# Corrupt recordings on FSN Northwest



## pbrown (May 23, 2002)

Hello-

I record a lot of full-length games on FSN, and have recently noticed a disturbing problems with my recordings from FSN Northwest. The program will appear correct in the list of PVR recordings, but once I try to play it, the recording will be corrupt. The recording will usually play OK at the beginning, but when I attempt to FF, the picture gets all distorted, and when I hit play, more often then not, it will reset to the beginning of the recording. On a game I recorded last week, when I play it, it works for about a minute, then skips to the beginning in a loop.

What is wierd is that I had this problem on a recording over the summer on my first 622, but I just figured it was a one time event. Now it has happened 3 times in the last month. Is it possible that the way they compress FSN it is causing a problem? I've never had this problem on any channel beside FSN. Any other ideas?


----------



## pbrown (May 23, 2002)

Just for fun, I thought I'd add a screen shot of what it looks like when I FF on a corrupt recording. Also, I wanted to mention that sometimes a recording can be OK for an hour or two, then it goes to this. Sometimes it's right off the bat.


----------



## kmcnamara (Jan 30, 2004)

I've seen that exact problem with my 622 in the last couple of weeks. I don't think it was on FSN though.


----------



## kward45 (Feb 15, 2006)

pbrown said:


> Hello-
> 
> I record a lot of full-length games on FSN, and have recently noticed a disturbing problems with my recordings from FSN Northwest. The program will appear correct in the list of PVR recordings, but once I try to play it, the recording will be corrupt. The recording will usually play OK at the beginning, but when I attempt to FF, the picture gets all distorted, and when I hit play, more often then not, it will reset to the beginning of the recording. On a game I recorded last week, when I play it, it works for about a minute, then skips to the beginning in a loop.
> 
> What is wierd is that I had this problem on a recording over the summer on my first 622, but I just figured it was a one time event. Now it has happened 3 times in the last month. Is it possible that the way they compress FSN it is causing a problem? I've never had this problem on any channel beside FSN. Any other ideas?

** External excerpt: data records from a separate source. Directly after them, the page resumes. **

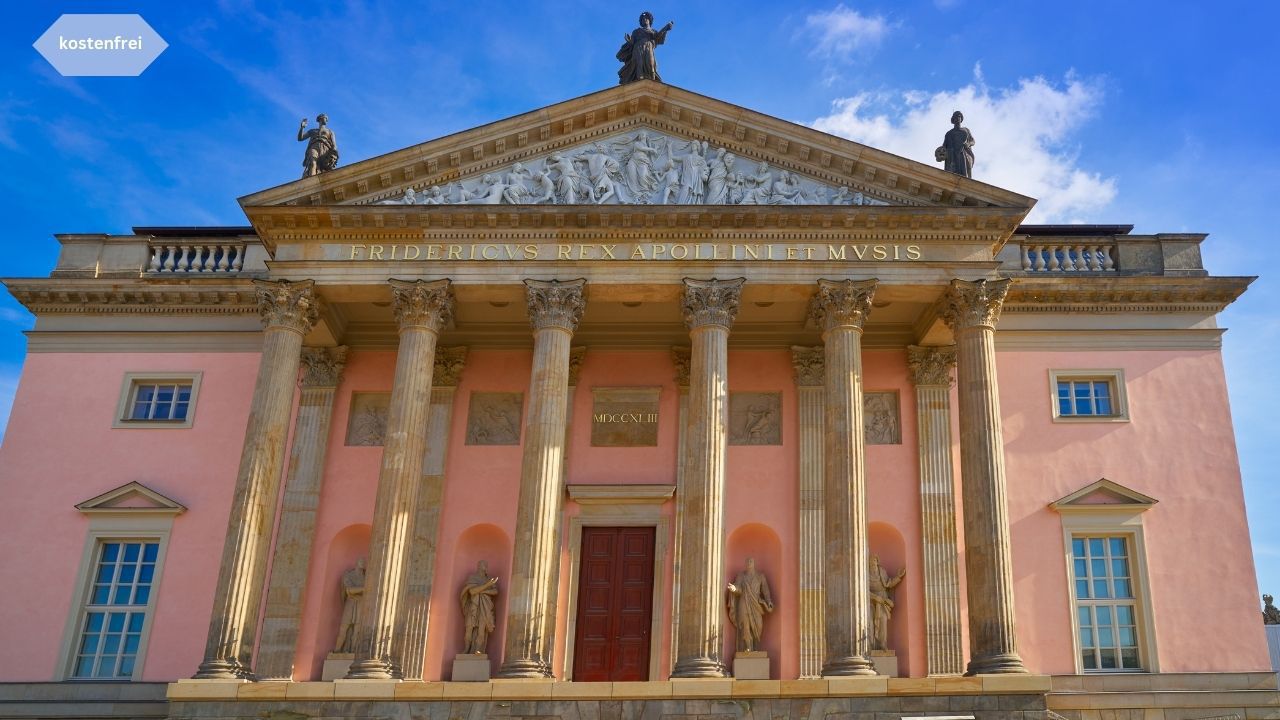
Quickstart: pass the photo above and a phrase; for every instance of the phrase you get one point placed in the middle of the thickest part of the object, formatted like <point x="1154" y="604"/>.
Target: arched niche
<point x="888" y="545"/>
<point x="347" y="546"/>
<point x="760" y="542"/>
<point x="479" y="542"/>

Your not alone, I am having the same problem and have had this problem now on both my original 622 and now its replacement. Mine is happening on CSN-West Ch409. It is a sports network that carries all of the Sacramento Kings basketball games so the problem appears to be tied to sports channels
See my post from yesterday entitled *"Spontaneous restart of recorded program during playback"*

Please let Dish tech support know about this as soon as possible. The more it is reported the sooner it will get fixed.

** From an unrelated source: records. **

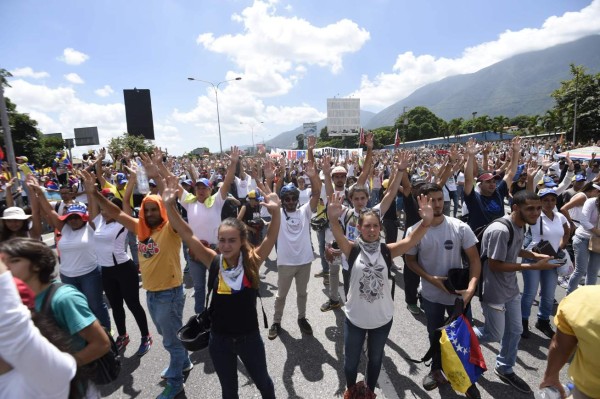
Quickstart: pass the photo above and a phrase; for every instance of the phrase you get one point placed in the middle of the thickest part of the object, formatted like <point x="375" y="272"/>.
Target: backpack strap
<point x="46" y="308"/>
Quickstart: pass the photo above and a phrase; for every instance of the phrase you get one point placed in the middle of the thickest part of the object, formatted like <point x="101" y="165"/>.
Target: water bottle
<point x="552" y="393"/>
<point x="142" y="178"/>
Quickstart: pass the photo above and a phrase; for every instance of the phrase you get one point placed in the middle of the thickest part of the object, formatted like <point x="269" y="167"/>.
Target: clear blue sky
<point x="72" y="59"/>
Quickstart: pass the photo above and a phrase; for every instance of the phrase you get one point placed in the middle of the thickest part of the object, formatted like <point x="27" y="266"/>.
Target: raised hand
<point x="272" y="203"/>
<point x="334" y="207"/>
<point x="425" y="209"/>
<point x="170" y="190"/>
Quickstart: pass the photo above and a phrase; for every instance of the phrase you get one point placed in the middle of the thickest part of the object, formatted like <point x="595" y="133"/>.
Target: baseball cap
<point x="487" y="176"/>
<point x="339" y="170"/>
<point x="75" y="209"/>
<point x="204" y="181"/>
<point x="121" y="178"/>
<point x="14" y="213"/>
<point x="547" y="191"/>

PS. your screen shot looks exactly like mine when I try to use fast forward.


----------



## Ken Green (Oct 6, 2005)

pbrown said:


> Just for fun, I thought I'd add a screen shot of what it looks like when I FF on a corrupt recording. Also, I wanted to mention that sometimes a recording can be OK for an hour or two, then it goes to this. Sometimes it's right off the bat.


PBrown,
I've had this issue recording FSN ever since I've had got my first 622 last February. It looks exactly like your screen capture. It's intermittent, it can happen anytime during the recording, and it seems to be much better now than when I first got the machine. I recorded every Cardinals baseball game on FSN this past season, so after 160+ recordings, I am fairly certain it is a FSN issue in the data being sent, or the way the 622 decodes the FSN data.
Same issue, different part of the country, and mine is FSN Midwest.

I've contacted QC at Dish, and it is a known issue they are still working on.


----------



## Rob Glasser (Feb 22, 2005)

pbrown said:


> Just for fun, I thought I'd add a screen shot of what it looks like when I FF on a corrupt recording. Also, I wanted to mention that sometimes a recording can be OK for an hour or two, then it goes to this. Sometimes it's right off the bat.


That's what you get for trying to record a Coug's game  Sorry couldn't resist.


----------



## pbrown (May 23, 2002)

Rob Glasser said:


> That's what you get for trying to record a Coug's game  Sorry couldn't resist.


Well, it's happened when I try to record the Fuskies too, so it's equal opportunity!


----------



## DanB474 (May 28, 2004)

This problem must have something to do with the FSN channels. However, I had this problem two or three times on A&E as well during hour long shows. 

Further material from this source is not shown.